The man came in first with his black eye, swollen nose, and torn lip. He looked so alarming that the young doctor exclaimed: “Hullo—hullo! You’ve been knocked about a bit, haven’t you?”

“Will you put that in writing?” returned his visitor promptly.

“What?—that you’ve been fighting?”

“That I’ve been assaulted, young man!” said Paul savagely.

“I should have to examine you first,” retorted the doctor coolly. “And, by the way, I’m not a young man—I’m Herr Doctor Kimmknirsch.”
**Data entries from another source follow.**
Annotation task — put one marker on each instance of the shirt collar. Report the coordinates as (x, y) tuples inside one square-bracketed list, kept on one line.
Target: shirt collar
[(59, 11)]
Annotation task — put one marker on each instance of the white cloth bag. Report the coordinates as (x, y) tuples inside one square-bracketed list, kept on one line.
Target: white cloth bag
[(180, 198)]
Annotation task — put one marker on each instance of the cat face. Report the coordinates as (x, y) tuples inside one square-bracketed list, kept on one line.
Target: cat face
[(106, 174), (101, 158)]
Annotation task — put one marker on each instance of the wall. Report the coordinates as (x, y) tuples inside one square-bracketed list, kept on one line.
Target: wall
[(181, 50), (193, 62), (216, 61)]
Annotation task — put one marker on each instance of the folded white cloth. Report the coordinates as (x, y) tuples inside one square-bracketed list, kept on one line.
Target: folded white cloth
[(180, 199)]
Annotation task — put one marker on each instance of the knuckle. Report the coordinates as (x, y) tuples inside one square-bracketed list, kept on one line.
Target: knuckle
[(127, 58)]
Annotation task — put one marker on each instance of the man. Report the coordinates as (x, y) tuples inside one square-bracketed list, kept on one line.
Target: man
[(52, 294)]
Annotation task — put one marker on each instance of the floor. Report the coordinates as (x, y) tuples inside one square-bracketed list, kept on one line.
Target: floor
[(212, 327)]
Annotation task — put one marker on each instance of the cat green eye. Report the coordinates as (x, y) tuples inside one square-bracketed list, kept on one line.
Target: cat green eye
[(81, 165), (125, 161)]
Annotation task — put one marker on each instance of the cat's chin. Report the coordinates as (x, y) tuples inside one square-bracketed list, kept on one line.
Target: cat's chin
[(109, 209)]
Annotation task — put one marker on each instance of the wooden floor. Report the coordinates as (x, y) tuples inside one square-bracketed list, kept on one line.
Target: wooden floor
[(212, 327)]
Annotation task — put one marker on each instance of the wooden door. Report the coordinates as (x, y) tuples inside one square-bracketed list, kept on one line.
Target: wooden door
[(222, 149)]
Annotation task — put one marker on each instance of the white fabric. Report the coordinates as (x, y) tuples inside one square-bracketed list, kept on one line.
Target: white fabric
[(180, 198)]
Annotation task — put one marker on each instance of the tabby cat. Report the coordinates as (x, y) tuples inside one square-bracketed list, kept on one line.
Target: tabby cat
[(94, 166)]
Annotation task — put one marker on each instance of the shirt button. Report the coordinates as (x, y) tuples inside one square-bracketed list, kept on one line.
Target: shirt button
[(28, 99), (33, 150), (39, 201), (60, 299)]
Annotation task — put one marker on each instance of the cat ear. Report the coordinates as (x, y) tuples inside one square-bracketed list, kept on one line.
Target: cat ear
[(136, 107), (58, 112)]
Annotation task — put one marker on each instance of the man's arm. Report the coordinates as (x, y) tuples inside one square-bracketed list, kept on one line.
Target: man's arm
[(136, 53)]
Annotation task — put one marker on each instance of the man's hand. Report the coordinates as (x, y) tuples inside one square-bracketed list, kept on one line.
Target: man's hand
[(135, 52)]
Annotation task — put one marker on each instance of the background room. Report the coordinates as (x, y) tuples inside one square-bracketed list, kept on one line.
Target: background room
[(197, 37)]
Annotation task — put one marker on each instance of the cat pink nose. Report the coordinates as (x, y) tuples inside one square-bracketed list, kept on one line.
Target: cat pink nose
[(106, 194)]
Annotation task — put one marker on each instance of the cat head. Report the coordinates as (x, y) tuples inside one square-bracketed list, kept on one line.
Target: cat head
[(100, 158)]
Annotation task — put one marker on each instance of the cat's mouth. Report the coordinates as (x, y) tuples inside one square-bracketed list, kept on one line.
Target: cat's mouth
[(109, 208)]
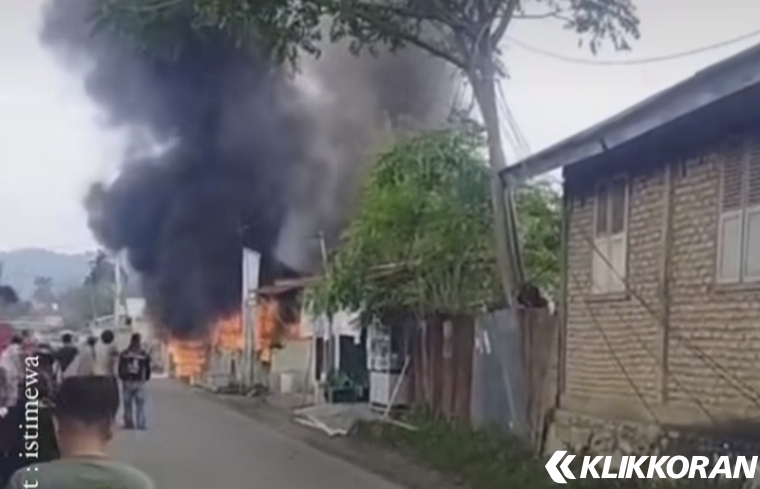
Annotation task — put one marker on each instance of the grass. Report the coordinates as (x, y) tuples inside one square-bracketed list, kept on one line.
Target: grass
[(489, 459)]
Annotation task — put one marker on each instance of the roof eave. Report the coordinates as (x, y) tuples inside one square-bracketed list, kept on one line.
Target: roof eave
[(705, 88)]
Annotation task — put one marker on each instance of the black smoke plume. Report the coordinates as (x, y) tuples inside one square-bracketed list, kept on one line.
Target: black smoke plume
[(227, 152)]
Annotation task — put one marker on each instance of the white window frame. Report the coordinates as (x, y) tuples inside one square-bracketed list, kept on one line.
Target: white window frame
[(605, 280), (744, 213)]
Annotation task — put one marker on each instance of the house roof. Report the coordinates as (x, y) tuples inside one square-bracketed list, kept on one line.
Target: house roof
[(704, 88)]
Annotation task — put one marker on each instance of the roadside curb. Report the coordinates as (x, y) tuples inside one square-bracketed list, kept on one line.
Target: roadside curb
[(385, 463)]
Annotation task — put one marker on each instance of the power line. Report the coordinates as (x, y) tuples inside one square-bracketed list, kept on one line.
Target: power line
[(644, 347), (740, 386), (639, 61), (619, 362)]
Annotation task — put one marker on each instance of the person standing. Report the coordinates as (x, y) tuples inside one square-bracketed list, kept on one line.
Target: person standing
[(106, 354), (66, 354), (85, 412), (83, 364), (134, 373)]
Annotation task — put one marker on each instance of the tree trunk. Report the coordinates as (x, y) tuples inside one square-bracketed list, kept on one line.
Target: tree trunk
[(483, 82)]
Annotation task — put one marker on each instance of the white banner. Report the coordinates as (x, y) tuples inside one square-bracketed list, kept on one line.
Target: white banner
[(250, 270), (251, 265)]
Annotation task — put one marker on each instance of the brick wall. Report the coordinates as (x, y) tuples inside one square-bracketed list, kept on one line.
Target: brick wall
[(703, 318), (591, 367)]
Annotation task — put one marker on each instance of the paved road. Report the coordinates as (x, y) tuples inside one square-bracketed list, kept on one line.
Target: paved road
[(194, 443)]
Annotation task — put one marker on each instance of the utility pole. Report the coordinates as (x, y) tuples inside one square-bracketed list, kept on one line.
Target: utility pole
[(328, 349), (117, 293)]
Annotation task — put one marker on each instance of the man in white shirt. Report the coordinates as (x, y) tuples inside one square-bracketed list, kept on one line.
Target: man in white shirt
[(106, 355)]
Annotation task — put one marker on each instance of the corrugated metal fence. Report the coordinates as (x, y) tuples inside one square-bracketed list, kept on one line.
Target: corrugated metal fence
[(514, 373)]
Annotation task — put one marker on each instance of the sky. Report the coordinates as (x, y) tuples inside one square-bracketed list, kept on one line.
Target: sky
[(52, 145)]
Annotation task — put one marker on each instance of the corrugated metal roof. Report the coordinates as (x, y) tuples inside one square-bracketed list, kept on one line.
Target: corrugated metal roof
[(704, 88)]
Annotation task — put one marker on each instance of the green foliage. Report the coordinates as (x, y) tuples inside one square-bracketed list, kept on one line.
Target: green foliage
[(539, 207), (422, 237)]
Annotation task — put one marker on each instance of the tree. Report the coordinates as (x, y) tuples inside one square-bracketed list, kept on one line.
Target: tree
[(465, 33), (539, 205), (421, 241), (99, 286)]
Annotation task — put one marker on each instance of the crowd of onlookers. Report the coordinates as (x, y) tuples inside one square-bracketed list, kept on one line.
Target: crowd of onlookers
[(58, 409)]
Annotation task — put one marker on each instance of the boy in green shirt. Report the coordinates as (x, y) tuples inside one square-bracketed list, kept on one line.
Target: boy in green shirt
[(85, 412)]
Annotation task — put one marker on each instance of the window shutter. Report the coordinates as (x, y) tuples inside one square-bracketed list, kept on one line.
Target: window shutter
[(753, 184), (599, 268), (729, 246), (601, 215), (752, 245), (617, 259), (733, 171), (618, 207)]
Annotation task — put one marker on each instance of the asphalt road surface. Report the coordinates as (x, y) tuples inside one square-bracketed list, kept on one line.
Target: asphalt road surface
[(194, 443)]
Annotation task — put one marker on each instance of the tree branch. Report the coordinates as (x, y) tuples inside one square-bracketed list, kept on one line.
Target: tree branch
[(391, 29), (506, 18)]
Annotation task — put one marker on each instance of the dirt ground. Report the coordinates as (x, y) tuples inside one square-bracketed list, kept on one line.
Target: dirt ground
[(387, 464)]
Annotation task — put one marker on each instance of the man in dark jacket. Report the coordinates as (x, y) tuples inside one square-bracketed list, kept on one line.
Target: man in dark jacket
[(134, 373)]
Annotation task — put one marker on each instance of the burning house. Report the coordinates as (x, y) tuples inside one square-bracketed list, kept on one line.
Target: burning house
[(225, 152)]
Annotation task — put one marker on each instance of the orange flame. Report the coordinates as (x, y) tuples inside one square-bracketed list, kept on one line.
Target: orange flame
[(188, 358)]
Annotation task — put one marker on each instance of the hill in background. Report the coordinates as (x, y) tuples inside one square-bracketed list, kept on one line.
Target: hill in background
[(21, 267)]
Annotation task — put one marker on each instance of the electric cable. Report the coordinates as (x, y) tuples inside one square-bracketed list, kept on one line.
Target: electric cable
[(630, 62)]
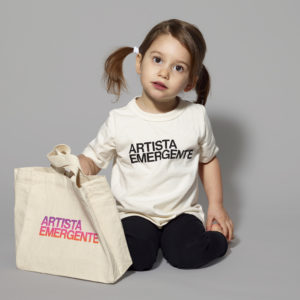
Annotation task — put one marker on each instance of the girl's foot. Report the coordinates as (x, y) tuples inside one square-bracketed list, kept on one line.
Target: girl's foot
[(216, 227)]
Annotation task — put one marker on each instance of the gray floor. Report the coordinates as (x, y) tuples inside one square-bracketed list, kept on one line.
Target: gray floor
[(253, 60)]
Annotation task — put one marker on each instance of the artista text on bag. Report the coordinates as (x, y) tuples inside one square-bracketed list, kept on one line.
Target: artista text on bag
[(66, 228)]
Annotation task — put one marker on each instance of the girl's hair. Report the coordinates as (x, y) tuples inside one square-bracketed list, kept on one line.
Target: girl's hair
[(187, 34)]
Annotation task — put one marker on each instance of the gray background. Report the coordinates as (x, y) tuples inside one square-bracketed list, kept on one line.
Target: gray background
[(52, 55)]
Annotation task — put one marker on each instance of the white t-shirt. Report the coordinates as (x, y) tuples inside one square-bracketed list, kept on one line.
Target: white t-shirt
[(155, 159)]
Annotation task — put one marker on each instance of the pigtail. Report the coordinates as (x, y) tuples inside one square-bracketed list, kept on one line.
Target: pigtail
[(113, 71), (202, 86)]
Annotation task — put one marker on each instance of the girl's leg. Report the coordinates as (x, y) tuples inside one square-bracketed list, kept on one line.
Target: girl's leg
[(185, 244), (143, 240)]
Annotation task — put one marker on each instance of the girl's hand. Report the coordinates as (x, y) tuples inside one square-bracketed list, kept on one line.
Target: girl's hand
[(217, 212)]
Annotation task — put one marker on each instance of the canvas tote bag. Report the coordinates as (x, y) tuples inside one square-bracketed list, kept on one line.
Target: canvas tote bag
[(67, 223)]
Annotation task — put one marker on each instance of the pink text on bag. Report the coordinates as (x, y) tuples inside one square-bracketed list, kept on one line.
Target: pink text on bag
[(66, 228)]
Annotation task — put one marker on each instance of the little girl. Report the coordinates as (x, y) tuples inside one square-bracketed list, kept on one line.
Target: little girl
[(159, 144)]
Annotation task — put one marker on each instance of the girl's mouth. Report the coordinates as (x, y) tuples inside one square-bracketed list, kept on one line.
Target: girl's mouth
[(159, 86)]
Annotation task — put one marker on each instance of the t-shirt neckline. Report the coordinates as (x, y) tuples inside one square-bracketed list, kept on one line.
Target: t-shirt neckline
[(159, 116)]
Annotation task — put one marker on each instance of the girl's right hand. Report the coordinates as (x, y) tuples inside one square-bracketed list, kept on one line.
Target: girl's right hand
[(87, 165), (84, 164)]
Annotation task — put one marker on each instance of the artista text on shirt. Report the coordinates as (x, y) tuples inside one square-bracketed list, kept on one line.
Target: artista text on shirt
[(157, 150)]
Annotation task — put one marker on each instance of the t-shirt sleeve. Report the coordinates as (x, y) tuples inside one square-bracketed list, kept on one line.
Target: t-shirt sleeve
[(208, 148), (103, 148)]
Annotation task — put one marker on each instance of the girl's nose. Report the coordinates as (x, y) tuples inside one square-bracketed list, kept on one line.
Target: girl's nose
[(164, 72)]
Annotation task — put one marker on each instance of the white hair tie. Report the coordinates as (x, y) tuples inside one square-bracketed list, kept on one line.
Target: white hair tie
[(136, 50)]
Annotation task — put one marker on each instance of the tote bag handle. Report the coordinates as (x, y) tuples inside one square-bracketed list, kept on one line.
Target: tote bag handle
[(65, 163)]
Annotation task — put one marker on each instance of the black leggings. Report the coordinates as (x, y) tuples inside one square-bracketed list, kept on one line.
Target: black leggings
[(184, 242)]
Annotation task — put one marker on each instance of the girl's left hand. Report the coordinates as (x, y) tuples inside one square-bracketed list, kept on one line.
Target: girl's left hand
[(218, 213)]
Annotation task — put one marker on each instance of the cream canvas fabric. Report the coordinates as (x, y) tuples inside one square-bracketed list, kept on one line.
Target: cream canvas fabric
[(155, 159), (67, 223)]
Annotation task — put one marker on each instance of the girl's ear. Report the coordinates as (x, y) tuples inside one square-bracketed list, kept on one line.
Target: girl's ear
[(138, 63), (191, 85)]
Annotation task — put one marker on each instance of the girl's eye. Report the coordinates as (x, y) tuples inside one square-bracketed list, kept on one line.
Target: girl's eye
[(158, 59), (179, 67), (155, 57)]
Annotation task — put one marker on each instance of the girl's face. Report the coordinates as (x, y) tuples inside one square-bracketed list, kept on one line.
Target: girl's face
[(168, 62)]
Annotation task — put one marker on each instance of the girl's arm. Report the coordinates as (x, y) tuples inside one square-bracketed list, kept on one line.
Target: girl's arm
[(87, 165), (210, 175)]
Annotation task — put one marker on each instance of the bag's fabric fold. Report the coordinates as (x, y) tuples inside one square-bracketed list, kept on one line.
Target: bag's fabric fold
[(67, 223)]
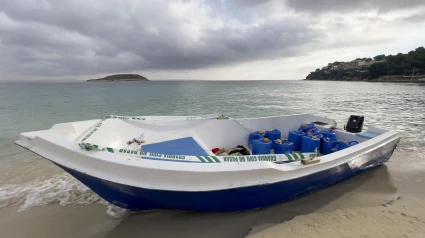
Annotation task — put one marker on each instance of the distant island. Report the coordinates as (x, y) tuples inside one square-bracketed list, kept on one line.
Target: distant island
[(120, 78), (391, 68)]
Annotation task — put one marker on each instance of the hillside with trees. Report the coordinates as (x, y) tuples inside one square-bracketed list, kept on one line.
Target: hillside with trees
[(403, 65)]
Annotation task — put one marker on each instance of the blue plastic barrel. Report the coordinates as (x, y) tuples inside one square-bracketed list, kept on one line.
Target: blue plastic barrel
[(273, 135), (320, 136), (329, 133), (282, 146), (345, 144), (314, 131), (296, 137), (310, 143), (305, 127), (329, 145), (262, 146), (255, 136)]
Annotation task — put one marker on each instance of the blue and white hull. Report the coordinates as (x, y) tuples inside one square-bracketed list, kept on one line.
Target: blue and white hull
[(138, 181)]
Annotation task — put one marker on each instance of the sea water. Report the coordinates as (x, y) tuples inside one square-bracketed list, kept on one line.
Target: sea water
[(27, 180)]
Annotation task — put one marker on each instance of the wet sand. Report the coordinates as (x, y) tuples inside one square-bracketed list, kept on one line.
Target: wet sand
[(359, 197)]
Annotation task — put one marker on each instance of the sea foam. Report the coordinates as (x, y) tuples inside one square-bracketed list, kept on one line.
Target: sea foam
[(60, 188)]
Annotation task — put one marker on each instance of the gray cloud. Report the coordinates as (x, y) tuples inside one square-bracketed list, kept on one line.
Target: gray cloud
[(75, 37), (319, 6)]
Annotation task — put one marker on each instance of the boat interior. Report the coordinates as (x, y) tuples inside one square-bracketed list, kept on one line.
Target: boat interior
[(200, 137)]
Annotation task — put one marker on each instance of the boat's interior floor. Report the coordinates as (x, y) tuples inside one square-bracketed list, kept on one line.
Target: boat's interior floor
[(196, 138)]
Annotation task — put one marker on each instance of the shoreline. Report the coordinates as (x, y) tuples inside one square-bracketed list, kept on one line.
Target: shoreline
[(347, 203)]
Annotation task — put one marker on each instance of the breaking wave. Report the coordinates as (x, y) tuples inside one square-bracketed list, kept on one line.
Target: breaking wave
[(61, 188)]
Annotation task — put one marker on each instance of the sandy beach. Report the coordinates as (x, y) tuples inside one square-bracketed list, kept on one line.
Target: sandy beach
[(386, 202)]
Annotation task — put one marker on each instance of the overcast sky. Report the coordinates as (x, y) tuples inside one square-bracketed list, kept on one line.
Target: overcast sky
[(214, 40)]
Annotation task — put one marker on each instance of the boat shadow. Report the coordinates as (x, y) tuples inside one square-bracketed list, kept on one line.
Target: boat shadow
[(373, 187)]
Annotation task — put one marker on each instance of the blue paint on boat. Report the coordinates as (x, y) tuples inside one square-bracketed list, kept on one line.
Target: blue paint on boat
[(181, 146), (235, 199)]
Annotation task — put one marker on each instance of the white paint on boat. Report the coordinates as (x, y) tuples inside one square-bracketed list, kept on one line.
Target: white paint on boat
[(60, 145)]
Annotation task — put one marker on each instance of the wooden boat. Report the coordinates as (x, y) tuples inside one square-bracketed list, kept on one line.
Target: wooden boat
[(175, 168)]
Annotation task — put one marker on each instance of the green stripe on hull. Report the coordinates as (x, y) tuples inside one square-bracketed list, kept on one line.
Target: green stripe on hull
[(209, 160), (201, 159), (215, 159)]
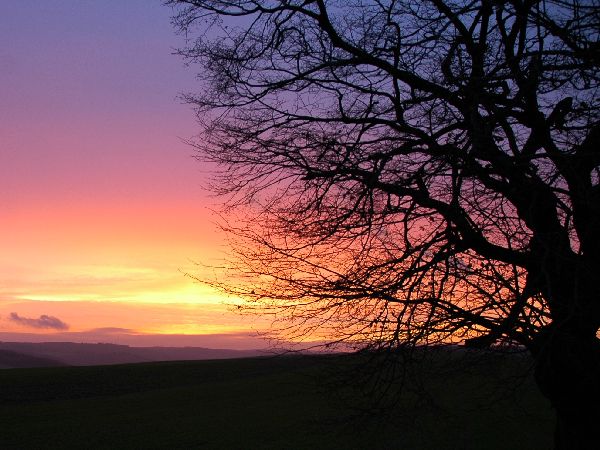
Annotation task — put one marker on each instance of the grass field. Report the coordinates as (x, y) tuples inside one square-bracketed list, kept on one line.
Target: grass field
[(265, 403)]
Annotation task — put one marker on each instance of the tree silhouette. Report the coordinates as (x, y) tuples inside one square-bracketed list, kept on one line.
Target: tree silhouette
[(404, 172)]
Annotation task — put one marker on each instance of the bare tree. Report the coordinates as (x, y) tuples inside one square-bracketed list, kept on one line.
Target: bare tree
[(405, 172)]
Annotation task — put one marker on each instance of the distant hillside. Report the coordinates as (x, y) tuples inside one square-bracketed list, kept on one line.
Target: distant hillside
[(11, 360), (27, 354)]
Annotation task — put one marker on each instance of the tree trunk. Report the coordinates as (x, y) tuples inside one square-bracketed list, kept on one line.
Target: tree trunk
[(568, 374)]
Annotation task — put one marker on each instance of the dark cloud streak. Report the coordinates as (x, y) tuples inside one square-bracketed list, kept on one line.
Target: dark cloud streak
[(44, 321)]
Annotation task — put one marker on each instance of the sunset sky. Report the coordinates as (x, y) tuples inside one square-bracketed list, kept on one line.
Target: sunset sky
[(102, 206)]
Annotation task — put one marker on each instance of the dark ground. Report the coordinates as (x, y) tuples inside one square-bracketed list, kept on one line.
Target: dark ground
[(270, 403)]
“And a very nice name, too,” said Paul, determined that this starveling medico should not look down on him, “almost as nice as mine. My name is Schlieker.”

“Schlieker?” said the young doctor, recalling what he had heard that day from Frau Stillfritz at the Archduke. “Schlieker from Unsadel?”

“That’s me,” nodded Schlieker. “So you’ve heard of me already? Then you’ll know I’m not the man to stand this sort of thing, so kindly examine me carefully, and give me a certificate; I’m going to make that rascal pay.”

“You must see the magistrate about that,” said Kimmknirsch. “I’ll examine you and give you a certificate—but I must attend to the young woman first.” And he turned to Mali: “You’ve had a fit today, haven’t you?”

“Well, I never!” shouted Schlieker, utterly dum-founded. “How did you know that?”

However, he said no more and let the other two talk,
more and more impressed not merely by the spotless consulting room with its white walls and shining instrument cases and glittering equipment, but also by the young doctor’s calm, kind face and steady eyes.

“Good—now swallow that,” said Kimmknirsch at length, and handed Frau Schlieker a glass. “You’d better stay in bed for a week.”

“Herr Doctor!” broke in Schlieker. “How can she do that? She has to help look after the cattle, and do the cooking, and . . .”

“Herr Schlieker,” interrupted Kimmknirsch, “I prescribe what I think fit—that is my business. And you obey such of my prescriptions as you think fit—that is your business. And now take off your coat and shirt; your wife says you have broken a couple of ribs.”

“He broke them for me, the rascal,” Schlieker exclaimed.

But the doctor merely replied: “Keep quiet, please, while I examine you,” and Schlieker said no more.

“No further damage,” observed Doctor Kimmknirsch, when he had finished, and laid some long strips of sticking plaster like roof-tiles across Schlieker’s chest. “It will heal up in three weeks. Three ribs broken and two cracked. You’d better stay in bed, too, for a few days. And, of course, you mustn’t carry any heavy weights, like sacks.”

“I’ve got a farm, Herr Doctor, and I must look after the cattle,” pleaded Schlieker, now completely mollified.